Some of the most intriguing parts of Food, Inc., the food-industry documentary by filmmaker Robert Kenner, are the silences, the absences, the gaps: the dark tunnel-ventilated Tyson poultry house we’re not allowed to enter, the interviews with Monsanto and Perdue that were declined, the kill floor in a meatpacking plant that we see only through the foggy lens of a hidden camera, executives having refused to allow photography. Sure, the film has its share of gut-twisting footage: a “downer” cow is shoved along by a forklift—it’s too ill to walk; chickens and cows stand (barely, because they’re so unwell) in deep piles of their own waste; a home video shows a two-and-a-half year-old boy playing with his father just weeks before he died from eating a contaminated fast-food hamburger.
But most chilling are the industry’s silent voices. They’re hiding: behind the elected legislators that protect their interests on many levels (not least financially, with outrageous subsidies of crops such as corn and soybeans), behind armies of lawyers who overwhelm any private citizen presenting any threat (real or imagined), and behind the factory walls that obscure from view the terrible suffering of the humans and animals that they treat little better than money-making machines.
Those who’ve read Fast Food Nation, by Eric Schlosser, or The Omnivore’s Dilemma, by Michael Pollan, will be surprised by few (if any) of the facts in this film. However, even if you hang on each of Michael Pollan’s well-chosen words, this movie is worth your time. It relies a bit heavily on documentary conventions such as talking heads and written text on screen, but the film is at its best when it shows, rather than tells, what the American food industry is like.

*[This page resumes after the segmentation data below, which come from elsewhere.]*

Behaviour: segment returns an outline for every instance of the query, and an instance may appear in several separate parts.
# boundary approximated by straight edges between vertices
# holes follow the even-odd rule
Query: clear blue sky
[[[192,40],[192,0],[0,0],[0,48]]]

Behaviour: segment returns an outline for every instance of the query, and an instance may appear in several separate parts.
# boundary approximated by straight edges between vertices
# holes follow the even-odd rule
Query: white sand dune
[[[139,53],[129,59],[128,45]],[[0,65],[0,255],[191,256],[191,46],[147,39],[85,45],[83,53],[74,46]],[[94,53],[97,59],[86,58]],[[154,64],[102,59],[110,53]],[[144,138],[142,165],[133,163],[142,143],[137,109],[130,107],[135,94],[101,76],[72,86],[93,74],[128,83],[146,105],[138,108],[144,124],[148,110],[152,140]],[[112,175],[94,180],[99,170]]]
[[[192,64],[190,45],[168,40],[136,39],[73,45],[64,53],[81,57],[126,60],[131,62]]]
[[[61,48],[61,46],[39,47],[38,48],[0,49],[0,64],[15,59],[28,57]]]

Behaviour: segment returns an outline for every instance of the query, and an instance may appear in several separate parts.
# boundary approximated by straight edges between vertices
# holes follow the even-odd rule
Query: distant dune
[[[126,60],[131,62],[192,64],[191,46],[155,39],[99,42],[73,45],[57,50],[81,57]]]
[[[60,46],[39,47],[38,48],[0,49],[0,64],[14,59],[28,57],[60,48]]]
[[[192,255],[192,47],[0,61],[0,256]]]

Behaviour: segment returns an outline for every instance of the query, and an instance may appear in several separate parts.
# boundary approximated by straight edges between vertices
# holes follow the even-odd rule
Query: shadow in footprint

The visceral power of the film is the work it does on the imagination, to persuade our emotions to connect with reason. It does this not just through the outrage provoked by the aforementioned gut-twisters, but also by showing the beauty and harmony at Joel Salatin’s Polyface farm in the Shenandoah valley—at a farm with an open-air slaughterhouse, and with a farmer who casually slits chicken throats on film! Salatin is convinced that the virtues of accountability and integrity go along with visibility. His kill house has no walls because he’s got nothing to hide. Industrial agriculture giants seem to know this too, which is why they use pictures of pretty family farms on their butter and milk packages, but refuse interviews and prohibit filming within their plants. The picture on the package is not honest, and what this film does best is show the true story behind our meals. It’s not an easy story to swallow—it displays the unequivocally ugly truth that most of America’s food is produced in ways that are abusive and exploitative of the creation on every level: water, soil, plant life, animal life, and human life.
When watching a segment featuring low-income Latino family members that can afford fast food but not broccoli (thanks to the artificially low prices created by corn subsidies), and who wonder whether they should buy diabetes medications to stay healthy or vegetables to stay healthy (because they can’t afford both), I could not help but think of Isaiah 3:14-15:
“ ‘It is you who have devoured the vineyard, the spoil of the poor is in your houses. What do you mean by crushing my people, by grinding the face of the poor?’ declares the Lord God of hosts.”
Food isn’t just an environmental issue, an animal rights issue, a spiritual issue, a social justice issue, or a political issue—it’s all of these and more—though the film could have done more to make explicit this deep interconnectedness. And while the usual “vote with your fork” lines were rehearsed at the very end, many viewers might finish the film without a clear idea of the viable alternatives to eating what the industry dishes up.
Nonetheless, the powerful images, astonishing silences, and compellingly delivered facts provided by Food, Inc. could compel many viewers to begin finding ways to remake the story of American food; to discover ways to make the food industry stop hiding.